Папа, Борис Борисович Эпштейн, — один из шестерых детей кузнеца — родом из Белоруссии. Его отец, известный на всю округу могучий мужик, умер в сорок два от пневмонии. Поздней осенью вышел разгоряченный из кузницы и простыл. Так в четырнадцать папа вместе со старшим братом встал во главе большой семьи. Повзрослев, он смекнул, что в деревне им не прокормиться, и в восемнадцать поехал учиться в Москву, в Академию внешней торговли, перетащив в столицу всех братьев и сестер.
Грамотный, толковый человек, он быстро сделал карьеру в организации «Экспортлес», получил жилплощадь — семь квадратных метров в центре Москвы — и легко выучил немецкий, так как он походил на идиш. Забегая вперед, скажу: оказавшись в Нью-Йорке в свои восемьдесят пять, отец умудрялся общаться и там, потому что английский, оказывается, тоже похож на идиш…
В двадцать семь папа стал подумывать о семье. Оказавшись у родственников в местечке Пуховичи под Минском, в бедняцкой чистенькой хатке он увидел еврейскую семнадцатилетнюю девочку, которая играла на гитаре. «Это будет моя жена», — решил папа и уехал в Москву.
Его родственники поговорили с родными девочки: «Какой у него нос — вы сами видите, а то, что не обманет, мы гарантируем».
В октябре 1940 года отец увез Бэлу Турецкую в Москву. А в июле 41-го в местечко вошли немцы и уничтожили всю мамину семью. Их заставили рыть себе могилу и закопали живьем. В том же 41-м ушел на фронт отец. Он стал участником прорыва Ленинградской блокады и был удостоен за это правительственных наград. Мальчишкой отец каждый год возил меня в Ленинград по местам боевой славы, показывал пересыльный пункт на Фонтанке, 90, исторические места, водил в Товстоноговский БДТ.
Из каждых ста человек, призванных в первые дни войны, вернулись только трое. Погибшие были признаны героями. А вот папа не смог даже восстановиться на работе. Во многом потому, что после
войны сталинские чиновники не благоволили к евреям, пусть и прошедшим от Москвы до Берлина. «Хотите работать во «Внешторге»? — сказали ему. — Пожалуйста. У нас есть филиал. На Печоре».
Папа не захотел уезжать из Москвы и, поставив крест на карьере, устроился на фабрику.
У моего старшего брата Саши были нелады с легкими. Зарплата отца составляла шестьсот рублей, а консультация профессора-пульмонолога — пятьсот. «Жизнь сына в ваших руках», — говорил эскулап, нагнетая и без того напряженную обстановку.
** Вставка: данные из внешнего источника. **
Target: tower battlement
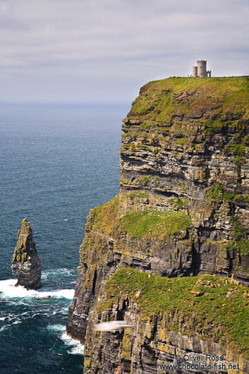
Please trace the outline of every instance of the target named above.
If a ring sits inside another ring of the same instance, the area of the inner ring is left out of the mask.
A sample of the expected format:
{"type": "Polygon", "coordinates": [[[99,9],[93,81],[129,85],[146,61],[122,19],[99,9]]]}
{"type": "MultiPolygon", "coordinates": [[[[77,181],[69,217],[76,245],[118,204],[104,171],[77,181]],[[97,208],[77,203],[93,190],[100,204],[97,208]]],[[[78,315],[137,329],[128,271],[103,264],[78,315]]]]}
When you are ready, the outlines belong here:
{"type": "Polygon", "coordinates": [[[207,71],[207,61],[198,60],[197,66],[193,66],[192,76],[193,78],[211,78],[211,70],[207,71]]]}

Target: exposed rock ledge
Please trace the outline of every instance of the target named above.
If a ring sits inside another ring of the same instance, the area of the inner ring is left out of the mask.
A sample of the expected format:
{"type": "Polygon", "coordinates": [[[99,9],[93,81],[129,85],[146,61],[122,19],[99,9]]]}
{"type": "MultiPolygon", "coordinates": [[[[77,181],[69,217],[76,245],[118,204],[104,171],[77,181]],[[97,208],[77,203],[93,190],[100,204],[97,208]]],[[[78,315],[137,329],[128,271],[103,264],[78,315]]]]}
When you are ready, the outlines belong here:
{"type": "MultiPolygon", "coordinates": [[[[169,78],[145,85],[133,103],[122,128],[120,193],[90,211],[69,308],[67,331],[85,344],[85,371],[112,373],[115,358],[116,373],[154,373],[157,355],[166,360],[166,354],[157,351],[143,335],[140,309],[130,295],[123,296],[130,303],[125,301],[124,308],[112,306],[97,314],[102,287],[119,269],[175,278],[176,282],[176,277],[208,273],[249,285],[248,83],[248,78],[169,78]],[[99,345],[92,326],[99,319],[119,318],[121,311],[123,318],[133,319],[133,308],[138,313],[145,346],[131,329],[130,342],[137,349],[130,347],[128,361],[135,362],[137,354],[142,357],[131,369],[127,363],[122,366],[121,348],[115,350],[123,346],[123,336],[103,334],[99,345]],[[152,371],[143,371],[147,361],[155,362],[152,371]]],[[[216,297],[220,311],[219,296],[216,297]]],[[[176,306],[176,315],[179,310],[176,306]]],[[[233,313],[241,315],[239,306],[233,313]]],[[[245,315],[241,318],[245,322],[245,315]]],[[[159,331],[160,326],[156,327],[159,331]]],[[[203,350],[209,344],[205,328],[194,340],[178,325],[173,329],[169,323],[164,329],[171,337],[162,339],[162,344],[169,344],[169,361],[176,347],[184,351],[188,346],[196,353],[195,339],[196,346],[203,350]]],[[[246,337],[242,326],[238,340],[241,337],[246,337]]],[[[215,339],[212,344],[211,351],[218,349],[215,339]]],[[[245,351],[224,342],[219,342],[219,349],[233,352],[227,354],[228,362],[248,359],[245,351]]],[[[229,373],[246,373],[246,365],[240,363],[241,371],[229,373]]]]}
{"type": "Polygon", "coordinates": [[[90,313],[84,374],[248,373],[243,354],[249,357],[248,298],[248,289],[234,279],[207,275],[174,280],[119,270],[102,286],[99,304],[90,313]],[[243,318],[234,313],[238,308],[243,318]],[[95,323],[114,320],[133,326],[95,330],[95,323]],[[166,363],[195,368],[160,368],[166,363]],[[205,364],[212,368],[202,370],[205,364]]]}
{"type": "Polygon", "coordinates": [[[16,286],[27,289],[37,289],[42,286],[41,262],[33,241],[30,224],[25,218],[18,232],[18,241],[12,256],[12,272],[18,277],[16,286]]]}

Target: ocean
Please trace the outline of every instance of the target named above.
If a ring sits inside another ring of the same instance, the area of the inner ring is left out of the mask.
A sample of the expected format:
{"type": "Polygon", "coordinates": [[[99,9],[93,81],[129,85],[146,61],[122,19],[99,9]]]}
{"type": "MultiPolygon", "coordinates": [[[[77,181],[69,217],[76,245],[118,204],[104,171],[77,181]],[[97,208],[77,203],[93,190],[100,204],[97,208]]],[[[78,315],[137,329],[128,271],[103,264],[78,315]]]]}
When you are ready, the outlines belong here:
{"type": "Polygon", "coordinates": [[[89,210],[119,190],[128,106],[0,104],[0,374],[82,374],[83,347],[66,334],[89,210]],[[14,287],[23,218],[42,289],[14,287]]]}

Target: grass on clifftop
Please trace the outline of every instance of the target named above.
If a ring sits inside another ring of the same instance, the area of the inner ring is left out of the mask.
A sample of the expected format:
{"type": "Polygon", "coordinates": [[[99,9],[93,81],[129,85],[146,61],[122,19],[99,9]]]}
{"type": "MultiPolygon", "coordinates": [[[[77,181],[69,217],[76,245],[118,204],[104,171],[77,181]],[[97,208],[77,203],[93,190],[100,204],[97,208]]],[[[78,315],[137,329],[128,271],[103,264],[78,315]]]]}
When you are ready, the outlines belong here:
{"type": "Polygon", "coordinates": [[[121,218],[121,229],[134,238],[159,237],[163,239],[190,226],[190,216],[181,212],[140,210],[121,218]]]}
{"type": "MultiPolygon", "coordinates": [[[[207,128],[221,127],[224,121],[249,119],[249,78],[169,78],[143,86],[133,102],[128,116],[171,122],[175,116],[212,112],[205,119],[207,128]],[[229,114],[229,119],[227,118],[229,114]],[[211,120],[213,115],[217,119],[211,120]]],[[[223,123],[224,124],[224,123],[223,123]]]]}
{"type": "Polygon", "coordinates": [[[109,234],[121,230],[133,238],[143,239],[164,239],[181,233],[190,224],[190,216],[181,212],[138,210],[121,217],[119,196],[95,207],[91,219],[94,228],[109,234]]]}
{"type": "Polygon", "coordinates": [[[121,269],[107,281],[107,294],[111,298],[99,306],[99,310],[108,310],[111,300],[116,303],[128,294],[140,306],[142,319],[178,310],[186,317],[186,322],[166,320],[169,330],[193,334],[193,328],[201,339],[218,338],[223,346],[249,358],[249,290],[231,278],[209,275],[149,278],[145,272],[121,269]]]}

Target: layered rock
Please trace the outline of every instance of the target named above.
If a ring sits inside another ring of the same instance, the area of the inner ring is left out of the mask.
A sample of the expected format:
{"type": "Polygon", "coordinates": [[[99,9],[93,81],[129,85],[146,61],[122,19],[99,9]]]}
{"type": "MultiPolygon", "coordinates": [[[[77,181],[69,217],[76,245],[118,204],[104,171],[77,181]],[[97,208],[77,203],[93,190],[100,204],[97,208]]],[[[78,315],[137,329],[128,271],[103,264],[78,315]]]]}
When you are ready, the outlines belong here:
{"type": "Polygon", "coordinates": [[[68,333],[89,358],[92,312],[119,268],[249,284],[248,83],[169,78],[145,85],[133,103],[121,191],[90,211],[69,308],[68,333]]]}
{"type": "Polygon", "coordinates": [[[231,312],[239,308],[245,317],[248,298],[248,289],[231,279],[173,280],[119,270],[90,313],[84,374],[247,373],[249,361],[241,354],[249,358],[249,323],[231,312]],[[95,329],[95,323],[114,320],[131,327],[95,329]]]}
{"type": "Polygon", "coordinates": [[[18,232],[18,241],[12,256],[12,272],[17,277],[16,286],[27,289],[37,289],[42,286],[41,262],[33,241],[30,224],[25,218],[18,232]]]}

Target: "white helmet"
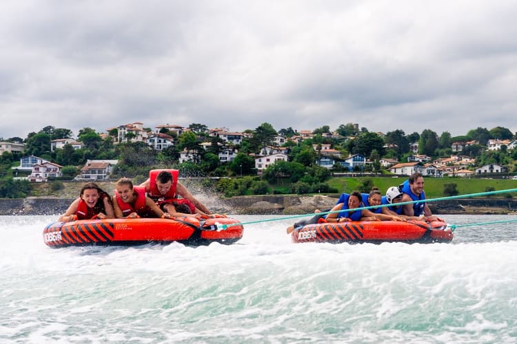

И папа шел на преступление: обернув тело шелковыми платками, надевал сверху кожанку, оставшуюся с фронта, и выносил продукцию за пределы фабрики, чтобы потом ее реализовать. Каким-то образом он сумел договориться с работницами, которые
делали для него партию сверх нормы. А ведь частное предпринимательство в то время каралось законом и грозило лишением свободы до пяти лет. В цеху было тридцать восемь женщин, в основном одиноких, обездоленных войной, и ни одна не позвонила на Петровку. Как он сумел построить такие правильные отношения с таким числом женщин — одному Богу известно!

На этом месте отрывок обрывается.